A estudante deu lugar à profissional competente e bem sucedida. Os boletins foram substituídos por contas a pagar. Loções para espinhas começam a perder lugar para cremes anti-idade. E os bebês, mesmo que ainda não existam ou não façam parte dos planos, estão mais próximos do tempo presente que as bonecas. Vida adulta completa e eis que surge, inesperadamente, aquela paixão capaz de acelerar os batimentos cardíacos, alterar o sono e fazer suspirar como aquela adolescente na foto do porta-retrato. Paixonite adolescente sim, por que não?

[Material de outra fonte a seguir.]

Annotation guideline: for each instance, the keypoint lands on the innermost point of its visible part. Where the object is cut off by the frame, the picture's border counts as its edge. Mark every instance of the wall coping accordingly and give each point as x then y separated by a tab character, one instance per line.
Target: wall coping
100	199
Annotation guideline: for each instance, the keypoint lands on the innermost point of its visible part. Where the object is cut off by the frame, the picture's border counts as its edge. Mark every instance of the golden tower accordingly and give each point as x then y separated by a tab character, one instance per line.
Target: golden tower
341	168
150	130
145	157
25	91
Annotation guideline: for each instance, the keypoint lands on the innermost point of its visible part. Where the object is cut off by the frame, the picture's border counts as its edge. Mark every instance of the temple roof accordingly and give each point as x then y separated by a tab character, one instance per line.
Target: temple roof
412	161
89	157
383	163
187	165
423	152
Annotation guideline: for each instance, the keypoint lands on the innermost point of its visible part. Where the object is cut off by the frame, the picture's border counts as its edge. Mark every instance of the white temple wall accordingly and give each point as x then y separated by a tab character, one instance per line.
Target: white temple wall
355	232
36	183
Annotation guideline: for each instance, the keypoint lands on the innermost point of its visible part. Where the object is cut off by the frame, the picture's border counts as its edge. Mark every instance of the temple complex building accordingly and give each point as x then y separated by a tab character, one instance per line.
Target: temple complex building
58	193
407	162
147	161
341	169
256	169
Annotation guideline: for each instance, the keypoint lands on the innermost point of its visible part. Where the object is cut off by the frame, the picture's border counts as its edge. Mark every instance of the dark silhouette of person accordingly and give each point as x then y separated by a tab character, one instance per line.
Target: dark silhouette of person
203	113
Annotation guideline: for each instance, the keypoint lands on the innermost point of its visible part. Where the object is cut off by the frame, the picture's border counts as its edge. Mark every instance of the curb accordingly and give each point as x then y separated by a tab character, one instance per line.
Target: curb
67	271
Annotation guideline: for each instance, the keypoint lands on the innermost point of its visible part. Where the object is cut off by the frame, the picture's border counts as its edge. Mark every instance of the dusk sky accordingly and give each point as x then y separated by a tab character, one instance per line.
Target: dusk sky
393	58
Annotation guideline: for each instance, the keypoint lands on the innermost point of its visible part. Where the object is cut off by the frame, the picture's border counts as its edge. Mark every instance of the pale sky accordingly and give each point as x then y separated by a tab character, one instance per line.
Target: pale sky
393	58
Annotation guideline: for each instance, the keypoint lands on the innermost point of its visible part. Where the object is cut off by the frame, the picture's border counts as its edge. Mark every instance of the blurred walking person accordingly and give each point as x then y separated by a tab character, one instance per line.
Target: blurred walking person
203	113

A mesma intensidade agora com mais experiência e segurança. Sem o devo ou não devo, o posso ou não posso e tantas outras dúvidas naturais a quem está apenas começando a descobrir, si próprio e os outros, a paixão pode ser, e é, melhor vivida. E depois? Depois é depois, ainda não veio. Mas quando vier, vem com uma vantagem: a experiência. A adolescência ensinou que quando acabar, se acabar, é sempre possível se apaixonar, mesmo que os 16, 17 anos tenham ficado bem para trás.